Migrating Spark Shuffle Service from ESS to RSS (Celeborn) at Zhihu: Design, Implementation, and Benefits

Zhihu runs a large Hadoop cluster where daily Spark jobs generate over 3 PB of shuffle data, with some stages reaching 100 TB. The existing External Shuffle Service (ESS) provides stability but suffers from massive random I/O and network connections, leading to disk IOPS bottlenecks and unstable job performance.

To address these limitations, Zhihu evaluated push‑based shuffle solutions, focusing on two open‑source projects: Apache Uniffle (from Tencent) and Apache Celeborn (from Alibaba). Benchmarking with a TPC‑DS 3000sf dataset showed both RSS implementations outperform ESS, with Celeborn offering lower memory consumption.
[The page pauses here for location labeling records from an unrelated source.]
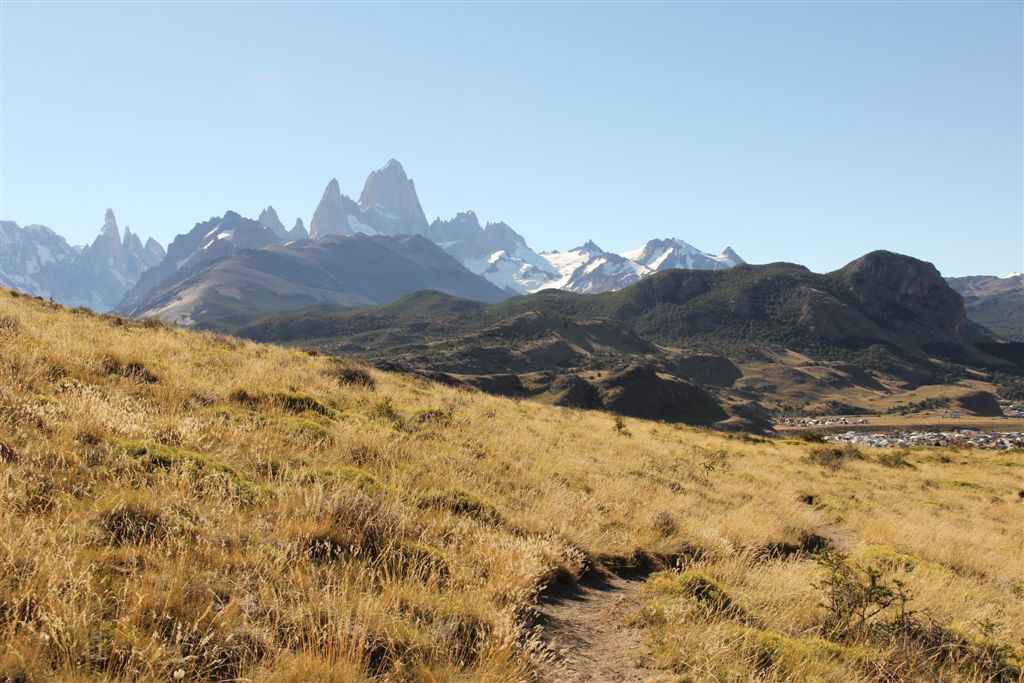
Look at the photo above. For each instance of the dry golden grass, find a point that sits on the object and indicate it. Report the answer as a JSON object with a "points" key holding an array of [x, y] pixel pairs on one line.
{"points": [[184, 504]]}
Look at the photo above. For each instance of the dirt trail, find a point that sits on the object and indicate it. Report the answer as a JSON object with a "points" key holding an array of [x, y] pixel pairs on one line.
{"points": [[584, 632], [583, 627]]}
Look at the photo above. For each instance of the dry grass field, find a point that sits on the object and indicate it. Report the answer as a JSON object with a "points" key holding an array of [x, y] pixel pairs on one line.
{"points": [[184, 506]]}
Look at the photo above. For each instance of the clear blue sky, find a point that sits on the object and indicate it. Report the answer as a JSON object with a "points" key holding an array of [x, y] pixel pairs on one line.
{"points": [[806, 132]]}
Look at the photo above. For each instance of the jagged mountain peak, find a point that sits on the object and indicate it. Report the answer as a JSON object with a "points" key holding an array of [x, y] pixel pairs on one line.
{"points": [[332, 189], [589, 246], [110, 227], [155, 248], [392, 195], [268, 218]]}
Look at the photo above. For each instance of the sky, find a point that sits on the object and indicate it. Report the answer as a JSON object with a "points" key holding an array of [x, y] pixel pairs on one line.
{"points": [[802, 132]]}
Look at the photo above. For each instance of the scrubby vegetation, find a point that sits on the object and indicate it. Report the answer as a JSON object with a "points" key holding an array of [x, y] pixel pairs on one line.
{"points": [[186, 506]]}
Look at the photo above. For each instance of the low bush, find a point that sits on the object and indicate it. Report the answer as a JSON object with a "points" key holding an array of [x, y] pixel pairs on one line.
{"points": [[834, 457], [460, 502]]}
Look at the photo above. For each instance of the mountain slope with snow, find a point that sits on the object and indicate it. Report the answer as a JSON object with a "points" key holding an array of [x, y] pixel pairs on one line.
{"points": [[37, 260]]}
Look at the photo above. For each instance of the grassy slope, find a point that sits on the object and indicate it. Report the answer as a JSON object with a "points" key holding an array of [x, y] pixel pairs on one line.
{"points": [[177, 501]]}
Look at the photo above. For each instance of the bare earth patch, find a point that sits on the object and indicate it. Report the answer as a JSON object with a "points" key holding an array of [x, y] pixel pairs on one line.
{"points": [[585, 633]]}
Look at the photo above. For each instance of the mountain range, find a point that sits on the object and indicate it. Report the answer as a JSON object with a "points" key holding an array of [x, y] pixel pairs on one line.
{"points": [[744, 340], [141, 281], [361, 253], [37, 260], [994, 303]]}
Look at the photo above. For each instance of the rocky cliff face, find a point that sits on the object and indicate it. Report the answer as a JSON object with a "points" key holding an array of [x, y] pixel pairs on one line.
{"points": [[37, 260], [906, 295], [206, 243], [332, 214], [391, 196]]}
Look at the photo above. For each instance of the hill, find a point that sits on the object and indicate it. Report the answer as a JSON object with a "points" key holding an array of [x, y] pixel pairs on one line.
{"points": [[355, 269], [182, 505], [994, 303], [870, 334]]}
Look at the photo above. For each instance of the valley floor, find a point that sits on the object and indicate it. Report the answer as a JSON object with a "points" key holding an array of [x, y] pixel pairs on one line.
{"points": [[186, 506]]}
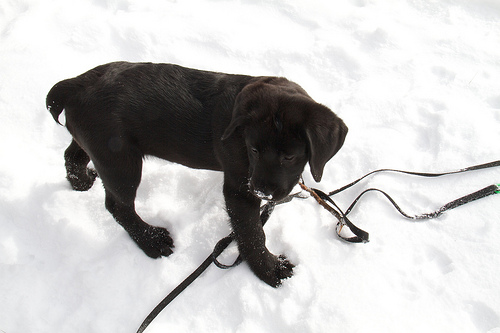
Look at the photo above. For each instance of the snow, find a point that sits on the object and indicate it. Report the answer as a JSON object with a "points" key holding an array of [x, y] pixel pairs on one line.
{"points": [[417, 83]]}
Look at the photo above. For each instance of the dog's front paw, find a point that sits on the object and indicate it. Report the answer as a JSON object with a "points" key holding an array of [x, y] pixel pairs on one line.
{"points": [[272, 269], [81, 181], [155, 242]]}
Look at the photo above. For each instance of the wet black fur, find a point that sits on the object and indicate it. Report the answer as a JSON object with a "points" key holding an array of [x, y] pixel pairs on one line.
{"points": [[260, 131]]}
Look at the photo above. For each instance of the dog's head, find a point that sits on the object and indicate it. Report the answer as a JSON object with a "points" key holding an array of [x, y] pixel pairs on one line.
{"points": [[283, 129]]}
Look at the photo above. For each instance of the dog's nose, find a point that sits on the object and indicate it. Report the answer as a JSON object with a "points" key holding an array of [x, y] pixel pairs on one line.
{"points": [[262, 192]]}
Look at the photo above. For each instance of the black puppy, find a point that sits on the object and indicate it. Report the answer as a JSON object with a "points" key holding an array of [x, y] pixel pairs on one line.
{"points": [[260, 131]]}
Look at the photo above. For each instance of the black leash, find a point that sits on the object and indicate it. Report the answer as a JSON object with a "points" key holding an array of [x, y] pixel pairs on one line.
{"points": [[360, 236]]}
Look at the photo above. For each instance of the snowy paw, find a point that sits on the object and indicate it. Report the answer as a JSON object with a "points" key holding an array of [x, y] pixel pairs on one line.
{"points": [[155, 242], [272, 269], [82, 182]]}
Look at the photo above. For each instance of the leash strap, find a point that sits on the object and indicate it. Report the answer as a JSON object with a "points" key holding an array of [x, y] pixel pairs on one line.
{"points": [[221, 245], [422, 174], [362, 236]]}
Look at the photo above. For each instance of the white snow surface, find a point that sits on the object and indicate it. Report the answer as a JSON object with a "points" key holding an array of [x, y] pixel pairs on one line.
{"points": [[417, 83]]}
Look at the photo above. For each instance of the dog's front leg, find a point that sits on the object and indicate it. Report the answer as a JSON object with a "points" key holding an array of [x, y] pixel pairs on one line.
{"points": [[243, 209]]}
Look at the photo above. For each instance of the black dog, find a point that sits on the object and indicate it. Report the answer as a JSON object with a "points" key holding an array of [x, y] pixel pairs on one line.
{"points": [[260, 131]]}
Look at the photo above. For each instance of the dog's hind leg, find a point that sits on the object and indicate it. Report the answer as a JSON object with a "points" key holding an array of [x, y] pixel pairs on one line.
{"points": [[121, 178], [78, 174]]}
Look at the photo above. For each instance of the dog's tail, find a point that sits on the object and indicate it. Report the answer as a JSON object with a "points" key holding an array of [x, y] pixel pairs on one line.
{"points": [[59, 95]]}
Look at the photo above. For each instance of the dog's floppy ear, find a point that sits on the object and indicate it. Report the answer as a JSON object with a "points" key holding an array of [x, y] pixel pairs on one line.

After testing, Zhihu chose Celeborn for production deployment. The architecture places a Celeborn Worker on each Hadoop node, isolates its disks from ESS, and performs a phased gray‑scale migration of Spark jobs, adding necessary Celeborn parameters via an automated Spark‑job‑parameter‑optimization service.
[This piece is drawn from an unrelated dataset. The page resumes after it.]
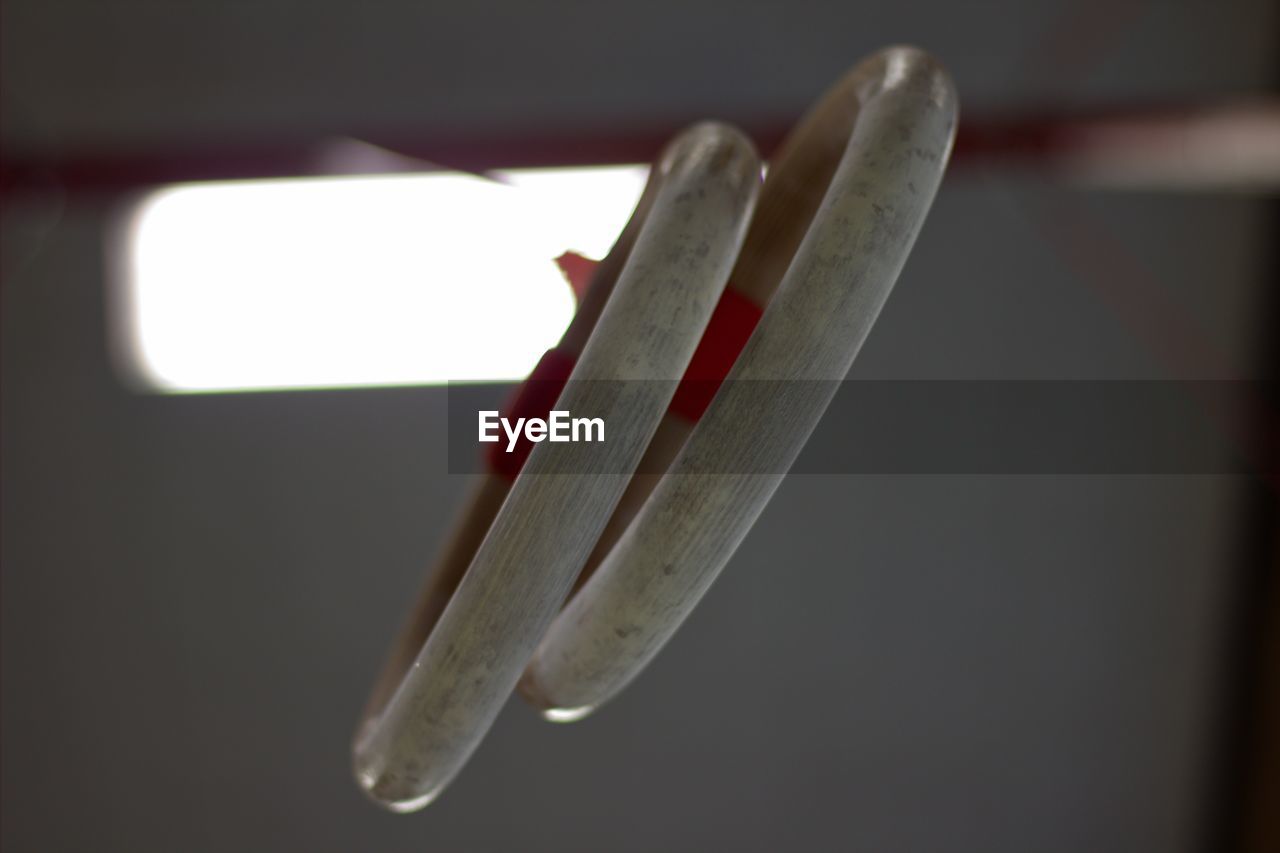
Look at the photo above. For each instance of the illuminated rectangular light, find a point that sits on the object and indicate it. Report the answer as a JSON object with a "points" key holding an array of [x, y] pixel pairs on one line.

During migration, several issues were encountered and resolved:

OutOfMemoryError caused by excessive native thread creation in Kyuubi‑managed Spark drivers; the limit was raised by adjusting Systemd's DefaultTasksMax configuration.

Spark jobs ignored Celeborn parameters due to the spark.executor.userClassPathFirst=true setting, which caused class‑loader mismatches; removing this flag restored proper shuffle selection.
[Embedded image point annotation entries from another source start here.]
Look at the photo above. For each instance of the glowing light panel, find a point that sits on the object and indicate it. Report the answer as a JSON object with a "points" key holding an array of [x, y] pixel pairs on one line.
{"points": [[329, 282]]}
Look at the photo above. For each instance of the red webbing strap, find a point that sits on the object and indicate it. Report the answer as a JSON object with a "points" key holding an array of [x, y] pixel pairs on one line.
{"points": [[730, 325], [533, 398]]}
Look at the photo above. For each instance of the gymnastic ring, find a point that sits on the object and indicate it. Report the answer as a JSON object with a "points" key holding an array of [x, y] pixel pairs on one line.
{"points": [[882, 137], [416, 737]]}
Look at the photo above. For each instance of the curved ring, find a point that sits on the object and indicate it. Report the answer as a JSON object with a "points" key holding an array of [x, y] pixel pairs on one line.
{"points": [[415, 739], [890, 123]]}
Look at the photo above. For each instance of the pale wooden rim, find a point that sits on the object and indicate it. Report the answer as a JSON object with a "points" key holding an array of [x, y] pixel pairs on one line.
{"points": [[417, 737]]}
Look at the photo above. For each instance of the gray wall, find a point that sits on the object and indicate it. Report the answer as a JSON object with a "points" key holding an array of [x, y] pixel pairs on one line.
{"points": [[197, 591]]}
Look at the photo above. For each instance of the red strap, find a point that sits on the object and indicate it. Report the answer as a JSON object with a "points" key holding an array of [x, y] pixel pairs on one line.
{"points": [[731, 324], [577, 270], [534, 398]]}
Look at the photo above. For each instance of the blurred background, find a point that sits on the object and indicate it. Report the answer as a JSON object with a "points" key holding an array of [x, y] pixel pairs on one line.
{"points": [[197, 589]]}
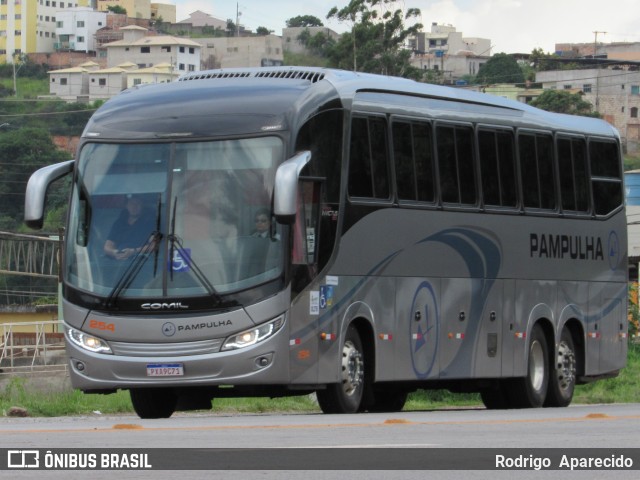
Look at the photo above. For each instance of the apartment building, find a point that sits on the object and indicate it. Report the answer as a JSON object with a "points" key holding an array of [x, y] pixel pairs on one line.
{"points": [[614, 92], [149, 50], [76, 27], [30, 26]]}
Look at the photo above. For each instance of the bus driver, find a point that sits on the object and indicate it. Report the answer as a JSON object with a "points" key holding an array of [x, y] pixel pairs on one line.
{"points": [[130, 232]]}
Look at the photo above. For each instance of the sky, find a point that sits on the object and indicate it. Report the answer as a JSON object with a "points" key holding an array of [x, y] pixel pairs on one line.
{"points": [[513, 26]]}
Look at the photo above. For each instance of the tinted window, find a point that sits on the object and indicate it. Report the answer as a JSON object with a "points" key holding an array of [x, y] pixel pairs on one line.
{"points": [[412, 149], [497, 167], [368, 170], [455, 162], [572, 170], [606, 181], [536, 166]]}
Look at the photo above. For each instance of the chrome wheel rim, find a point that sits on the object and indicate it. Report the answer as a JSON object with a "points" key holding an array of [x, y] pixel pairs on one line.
{"points": [[352, 368]]}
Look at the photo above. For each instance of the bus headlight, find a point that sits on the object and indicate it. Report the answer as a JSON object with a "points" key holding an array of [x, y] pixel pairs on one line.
{"points": [[254, 335], [88, 342]]}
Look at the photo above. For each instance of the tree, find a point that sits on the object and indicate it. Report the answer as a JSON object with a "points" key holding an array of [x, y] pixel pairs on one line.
{"points": [[23, 151], [304, 21], [500, 68], [562, 101], [319, 44], [376, 43], [546, 61], [117, 9]]}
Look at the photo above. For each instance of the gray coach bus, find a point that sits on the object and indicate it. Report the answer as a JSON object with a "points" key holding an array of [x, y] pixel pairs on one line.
{"points": [[282, 231]]}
GlobalLimit operators generated huge shuffle writes to a single RSS node; a rule inserting a LocalLimit before GlobalLimit reduced data volume and prevented node exclusion.

High node load caused shuffle timeouts; timeouts were increased, buffer sizes enlarged, and disk‑load‑aware slot scheduling was introduced.

Worker connection spikes were mitigated by capping the maximum workers per job to 500, configured with celeborn.master.slot.assign.maxWorkers 500 .

Post‑migration results show RSS consumes only one‑sixth of the cluster’s disk resources while handling over one‑third of shuffle traffic. Job latency improved by more than 30 % at the 99th percentile, and overall CPU and memory usage decreased despite continuous addition of new jobs.

Future work includes extending Celeborn to Spark SQL ETL jobs, supporting MapReduce workloads, fully decommissioning ESS to free NodeManager memory, and enhancing Celeborn’s compatibility with high‑load nodes.

References: "Spark+Celeborn: Faster, More Stable, More Elastic" and "Magnet: Push‑based Shuffle Service for Large‑scale Data Processing".